The above test results confirm that the new cyclopentano analogues I and II show a high calcemic and differentiating activity. In fact, the values given in Table 1 and Table 2 show Test results for calcemic activity and differentiating activity indicate that the two cyclopentano-vitamin D analogues are more potent than the natural hormone, 1,25-(OH)2D3. The calcium transport response elicited by analogues I and II (see Table 1) is approximately the same as that elicited by 1,25-(OH)2D3, but the two analogues are significantly more potent than 1,25-(OH)2D3 in their effect on calcium mobilisation from bone (Table 1). Similarly, the data in Table 2 indicate that analogues I and II are approximately 5 times more active than 1,25-(OH)2D3 in inducing differentiation of leukemia cells. This is evident, for example, from the fact that both compounds I and II achieve 90% differentiation at a concentration of 5 x 10⁻⁸ M, while a 5-fold higher concentration (1 x 10⁻⁸ M) of 1,25-(OH)₂D₃ is required to achieve the same degree of differentiation.

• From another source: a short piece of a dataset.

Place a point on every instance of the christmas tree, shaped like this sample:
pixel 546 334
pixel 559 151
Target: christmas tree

Based on these results, it can be concluded that both of the new cyclopentano analogues can be used effectively as calcium regulating agents or as differentiation inducing agents. The new analogues can therefore be used in the prophylaxis or treatment of calcium metabolism disorders such as renal osteodystrophy, vitamin D-resistant rickets, osteoporosis and related diseases. In the same way, their high efficacy in inducing differentiation of malignant cells into normal cells indicates that the cyclopentano analogues can be used instead of such known compounds as 1,25-(OH)₂D₃ for the treatment of neoplastic diseases, especially leukemias.

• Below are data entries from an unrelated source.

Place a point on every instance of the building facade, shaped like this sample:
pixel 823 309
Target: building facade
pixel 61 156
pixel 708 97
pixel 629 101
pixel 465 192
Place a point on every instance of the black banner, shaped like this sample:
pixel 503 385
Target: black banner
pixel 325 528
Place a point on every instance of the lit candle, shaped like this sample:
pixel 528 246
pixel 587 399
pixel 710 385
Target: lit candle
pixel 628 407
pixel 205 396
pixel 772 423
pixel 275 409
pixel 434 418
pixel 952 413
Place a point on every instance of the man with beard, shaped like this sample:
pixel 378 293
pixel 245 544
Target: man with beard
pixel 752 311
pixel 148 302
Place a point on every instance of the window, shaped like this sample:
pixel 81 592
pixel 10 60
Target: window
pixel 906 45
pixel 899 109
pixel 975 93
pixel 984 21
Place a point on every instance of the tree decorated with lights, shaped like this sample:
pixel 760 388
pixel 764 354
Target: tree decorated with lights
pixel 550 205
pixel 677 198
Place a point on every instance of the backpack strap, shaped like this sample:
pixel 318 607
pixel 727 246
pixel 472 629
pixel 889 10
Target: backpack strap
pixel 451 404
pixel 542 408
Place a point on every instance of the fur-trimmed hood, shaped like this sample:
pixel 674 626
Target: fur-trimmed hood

For the purposes of treatment, these compounds can be used as solutions in harmless solvents, or as emulsions, suspensions, or dispersions in suitable and innocuous solvents and carriers, or as pills, tablets, or capsules in conventional manner known per se. Such formulations may also contain other pharmaceutically acceptable substances such as inert carriers, or stabilizers, anti-oxidants, binders, colorants, or emulsifying or flavor-modifying agents.

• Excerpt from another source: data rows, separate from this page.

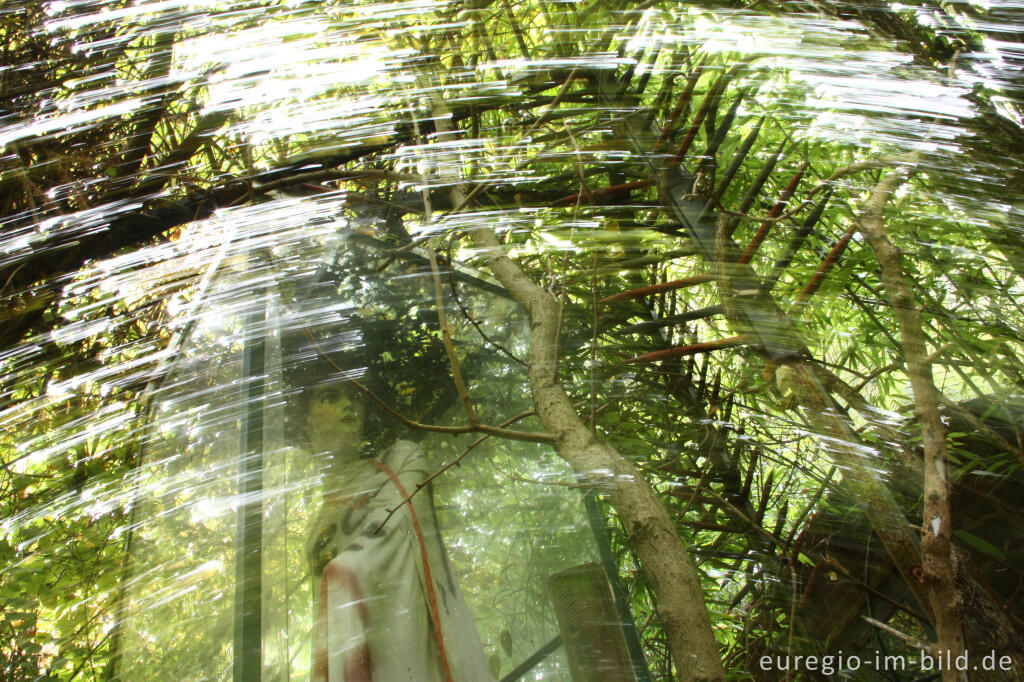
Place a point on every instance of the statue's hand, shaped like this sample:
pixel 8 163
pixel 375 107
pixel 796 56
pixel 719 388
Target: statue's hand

The compounds are advantageously administered by injection, or by intravenous infusion of suitable sterile solutions, or in the form of oral doses as pills, tablets, or capsules. For the treatment or prophylaxis of disorders of calcium metabolism, the compounds are administered to patients in doses sufficient to correct the disorder or prevent it. Suitable dosage ranges are from 0.1 to 10 µg per day, depending on the condition and response of the patient being treated. Similar dosage levels are suitable when using the new compounds of the invention for the treatment of neoplastic diseases.

Claims (11)

1. Compounds of the following structure: wherein R¹, R² and R³, which may be the same or different, are selected from the group consisting of hydrogen and a hydroxy protecting group, X is selected from the group consisting of hydrogen and phenylsulfonyl, Y is selected from the group consisting of hydrogen, hydroxy and a protected hydroxy group, and wherein X and Y taken together form a carbon-carbon bond. 2. Compounds according to claim 1, characterized in that the hydroxy protective group is an acyl group or an alkoxyalkyl group. 3. Compounds according to claim 1, characterized in that the hydroxy protective group is an alkylsilyl group. 4. The connection with the structure: 5. The connection with the structure: 6. A pharmaceutical composition containing at least one of the compounds claimed in claim 1 together with a pharmaceutically acceptable carrier. 7. Pharmaceutical composition according to claim 6, characterized in that the compounds, alone or in combination, are present in an amount of about 0.1 to about 10 µg. 8. A pharmaceutical composition containing the compound of claim 4 together with a pharmaceutically acceptable carrier. 9. Pharmaceutical composition according to claim 8, characterized in that the compound is present in an amount of about 0.1 to about 10 µg. 10. A pharmaceutical composition containing the compound of claim 5 together with a pharmaceutically acceptable carrier. 11. Pharmaceutical composition according to claim 10, characterized in that the compound is present in an amount of about 0.1 to about 10 µg.